As noted, the GLP1 analogues Wegovy and Saxenda are the medications you’re most likely to be prescribed. GLP1 analogues work by way of binding to a receptor in the appetite control centre of the brain and when bound, lead people to experience decreased hunger, decreased cravings, and feel full more rapidly. Patients also regularly report an overall decrease or disappearance of food noise.
Mounjaro, also known as Zepbound, is a drug called tirzepatide. It is a combination of a GLP1 analogue with something called a glucose-dependent insulinotropic polypeptide (GIP). In Canada it is currently only formally approved for the treatment of type 2 diabetes (Mounjaro), while in the US it is also approved for the treatment of obesity (Zepbound). It has a similar mechanism of action and side effect profile to Wegovy and Saxenda but may lead to more weight loss with slightly lesser side effects.
Contrave is a combination of an antidepressant medication and an anti-addiction medication and it is thought to work by way changes to the reward pathway with respect to food.
Xenical is a drug taken before meals which leads to 30% of that meal’s dietary fat content to not be absorbed.
As with all drugs, there is the risk of side effects, however as mentioned, with GLP1 analogues side effects tend to dissipate with time. With Contrave the side effects are those of both bupropion and naltrexone and with xenical the very common side effects are flatulence and fecal urgency (which likely explains why it is not in widespread use)
If your doctor is not regularly prescribing these medications, you can offer to see them frequently in follow up to discuss these medications impact. If the medications are well tolerated, dose increases tend to be monthly and it’s best for patients themselves to determine what dosage they need whereby they will evaluate the medication’s effect on hunger, cravings and fullness and let their physician know at what dose these are sufficiently well controlled that there is no need for further dose increases.
Once a person’s dosage is established, the frequency of follow up visits can be decreased.
It can be discussed with your physician that of course if the medication is not having an impact, or if side effects don’t diminish with time, that the medication should be discontinued.

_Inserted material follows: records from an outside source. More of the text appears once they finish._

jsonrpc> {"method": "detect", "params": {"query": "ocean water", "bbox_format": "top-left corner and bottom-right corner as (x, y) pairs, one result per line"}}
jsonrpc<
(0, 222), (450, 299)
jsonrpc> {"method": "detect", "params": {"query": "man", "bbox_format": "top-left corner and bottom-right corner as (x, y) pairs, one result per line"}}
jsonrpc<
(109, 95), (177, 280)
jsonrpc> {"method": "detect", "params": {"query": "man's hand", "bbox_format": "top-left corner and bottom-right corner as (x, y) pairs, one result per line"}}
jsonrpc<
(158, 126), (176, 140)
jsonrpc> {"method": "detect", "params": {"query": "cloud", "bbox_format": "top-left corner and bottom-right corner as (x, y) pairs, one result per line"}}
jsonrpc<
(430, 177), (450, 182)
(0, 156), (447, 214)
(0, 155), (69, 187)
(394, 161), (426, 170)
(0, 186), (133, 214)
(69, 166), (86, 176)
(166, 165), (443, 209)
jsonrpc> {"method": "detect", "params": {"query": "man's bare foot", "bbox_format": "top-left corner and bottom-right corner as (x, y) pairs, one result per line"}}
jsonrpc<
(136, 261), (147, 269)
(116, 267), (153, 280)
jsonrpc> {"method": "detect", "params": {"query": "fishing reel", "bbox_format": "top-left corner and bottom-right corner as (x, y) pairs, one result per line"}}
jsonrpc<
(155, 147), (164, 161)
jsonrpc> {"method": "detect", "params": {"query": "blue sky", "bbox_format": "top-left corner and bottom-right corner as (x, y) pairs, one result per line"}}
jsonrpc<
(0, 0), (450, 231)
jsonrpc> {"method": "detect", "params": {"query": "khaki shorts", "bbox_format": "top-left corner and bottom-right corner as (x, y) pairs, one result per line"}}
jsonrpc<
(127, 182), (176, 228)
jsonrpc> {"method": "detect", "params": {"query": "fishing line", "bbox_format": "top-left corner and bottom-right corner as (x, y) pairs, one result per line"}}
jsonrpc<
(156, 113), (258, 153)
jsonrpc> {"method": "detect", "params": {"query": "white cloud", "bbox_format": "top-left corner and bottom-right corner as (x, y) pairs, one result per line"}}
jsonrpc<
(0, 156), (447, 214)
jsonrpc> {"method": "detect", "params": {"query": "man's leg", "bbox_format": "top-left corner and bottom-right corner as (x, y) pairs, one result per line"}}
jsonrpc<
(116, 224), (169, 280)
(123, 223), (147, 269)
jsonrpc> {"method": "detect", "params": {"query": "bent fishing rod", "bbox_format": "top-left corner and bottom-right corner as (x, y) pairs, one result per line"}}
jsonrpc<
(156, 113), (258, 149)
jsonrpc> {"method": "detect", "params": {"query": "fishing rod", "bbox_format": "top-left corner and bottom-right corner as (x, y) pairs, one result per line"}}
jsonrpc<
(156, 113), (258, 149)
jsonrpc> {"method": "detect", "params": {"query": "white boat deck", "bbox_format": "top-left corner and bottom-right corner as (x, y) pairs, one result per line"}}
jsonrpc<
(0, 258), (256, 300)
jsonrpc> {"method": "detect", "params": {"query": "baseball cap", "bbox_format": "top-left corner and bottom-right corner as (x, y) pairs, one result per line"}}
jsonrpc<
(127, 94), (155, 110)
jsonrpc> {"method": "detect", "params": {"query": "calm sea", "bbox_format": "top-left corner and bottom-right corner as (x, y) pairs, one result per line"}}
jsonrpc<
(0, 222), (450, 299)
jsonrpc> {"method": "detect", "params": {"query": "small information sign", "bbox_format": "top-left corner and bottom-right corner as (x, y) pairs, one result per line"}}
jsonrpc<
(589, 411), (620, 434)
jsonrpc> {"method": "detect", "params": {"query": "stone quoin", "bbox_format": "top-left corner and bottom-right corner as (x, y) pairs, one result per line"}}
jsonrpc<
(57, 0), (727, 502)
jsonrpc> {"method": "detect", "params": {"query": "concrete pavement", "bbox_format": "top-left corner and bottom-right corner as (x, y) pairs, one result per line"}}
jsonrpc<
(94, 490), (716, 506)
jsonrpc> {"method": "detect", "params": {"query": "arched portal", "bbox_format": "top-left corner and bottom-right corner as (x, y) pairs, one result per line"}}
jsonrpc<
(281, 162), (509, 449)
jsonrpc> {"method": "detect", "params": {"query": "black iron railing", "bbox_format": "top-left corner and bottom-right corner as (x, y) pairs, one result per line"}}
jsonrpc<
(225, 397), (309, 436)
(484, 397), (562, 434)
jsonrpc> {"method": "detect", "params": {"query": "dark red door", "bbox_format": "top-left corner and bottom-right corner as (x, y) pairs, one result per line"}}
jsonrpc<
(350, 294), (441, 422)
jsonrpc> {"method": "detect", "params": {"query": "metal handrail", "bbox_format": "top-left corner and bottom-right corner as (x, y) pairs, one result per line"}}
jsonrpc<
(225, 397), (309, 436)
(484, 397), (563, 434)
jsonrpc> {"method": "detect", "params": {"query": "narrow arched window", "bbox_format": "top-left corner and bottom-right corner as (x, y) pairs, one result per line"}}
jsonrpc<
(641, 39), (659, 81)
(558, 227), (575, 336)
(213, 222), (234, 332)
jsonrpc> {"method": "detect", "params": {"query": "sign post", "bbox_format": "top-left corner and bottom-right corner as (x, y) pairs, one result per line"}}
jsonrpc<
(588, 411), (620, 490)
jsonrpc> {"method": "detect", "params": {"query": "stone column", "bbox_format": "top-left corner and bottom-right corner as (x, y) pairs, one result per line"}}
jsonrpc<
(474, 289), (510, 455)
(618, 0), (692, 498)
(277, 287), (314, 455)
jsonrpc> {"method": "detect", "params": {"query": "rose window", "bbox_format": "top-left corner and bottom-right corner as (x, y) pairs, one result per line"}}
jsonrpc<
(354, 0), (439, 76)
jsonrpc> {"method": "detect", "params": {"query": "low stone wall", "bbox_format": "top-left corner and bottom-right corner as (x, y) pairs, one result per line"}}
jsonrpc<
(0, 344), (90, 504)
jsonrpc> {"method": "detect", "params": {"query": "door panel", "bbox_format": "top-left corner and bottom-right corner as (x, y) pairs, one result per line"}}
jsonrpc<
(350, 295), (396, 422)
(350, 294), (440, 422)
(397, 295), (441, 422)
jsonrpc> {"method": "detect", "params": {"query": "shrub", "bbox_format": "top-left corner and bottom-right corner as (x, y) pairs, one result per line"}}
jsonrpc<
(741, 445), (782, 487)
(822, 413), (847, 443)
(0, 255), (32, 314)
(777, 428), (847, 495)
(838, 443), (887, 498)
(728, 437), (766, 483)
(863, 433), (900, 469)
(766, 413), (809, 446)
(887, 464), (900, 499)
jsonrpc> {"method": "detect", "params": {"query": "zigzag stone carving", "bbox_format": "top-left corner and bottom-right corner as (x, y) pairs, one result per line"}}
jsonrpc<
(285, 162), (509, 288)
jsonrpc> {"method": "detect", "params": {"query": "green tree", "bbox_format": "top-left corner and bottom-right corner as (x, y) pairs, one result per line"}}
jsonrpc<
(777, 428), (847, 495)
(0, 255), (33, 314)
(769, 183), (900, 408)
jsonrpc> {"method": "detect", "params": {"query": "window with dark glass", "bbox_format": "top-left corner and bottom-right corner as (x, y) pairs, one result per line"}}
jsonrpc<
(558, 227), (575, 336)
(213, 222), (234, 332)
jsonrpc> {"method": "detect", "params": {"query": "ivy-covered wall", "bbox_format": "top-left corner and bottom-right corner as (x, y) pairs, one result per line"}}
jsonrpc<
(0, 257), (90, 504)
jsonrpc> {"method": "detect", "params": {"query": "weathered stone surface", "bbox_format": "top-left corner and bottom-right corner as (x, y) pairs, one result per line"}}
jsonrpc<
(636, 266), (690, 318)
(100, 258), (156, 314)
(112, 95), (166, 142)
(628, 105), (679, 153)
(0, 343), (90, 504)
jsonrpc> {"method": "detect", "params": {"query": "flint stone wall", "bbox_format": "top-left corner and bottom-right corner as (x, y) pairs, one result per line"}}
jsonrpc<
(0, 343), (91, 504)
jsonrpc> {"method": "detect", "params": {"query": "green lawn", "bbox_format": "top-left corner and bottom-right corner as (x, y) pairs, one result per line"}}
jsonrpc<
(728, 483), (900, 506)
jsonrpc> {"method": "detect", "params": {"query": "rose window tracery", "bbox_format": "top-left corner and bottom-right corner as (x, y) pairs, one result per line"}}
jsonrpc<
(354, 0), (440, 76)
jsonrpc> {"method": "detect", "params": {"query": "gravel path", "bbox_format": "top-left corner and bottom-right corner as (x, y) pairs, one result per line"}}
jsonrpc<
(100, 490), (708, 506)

You should also mention to your physician that you will certainly continue to do your best in living the healthiest lifestyle that you can enjoyably sustain and that your hope is that with the support of the medication, that will in fact mean smaller portions and healthier choices as your body will no longer have the same influence on you through hunger and cravings.
Physicians as members of a society rife with weight bias aren’t immune to it and as a consequence may oppose prescribing medications for weight loss or not understand why they might be required or why they as physicians might want to familiarize themselves with their use.
If you meet the medical criteria for the use of anti-obesity medications but your physician is reluctant, it’s worth having a respectful discussion with them to try to understand why and if their reasoning is not rational, to hopefully make that clear to them as well and in turn, gain access to these helpful medications.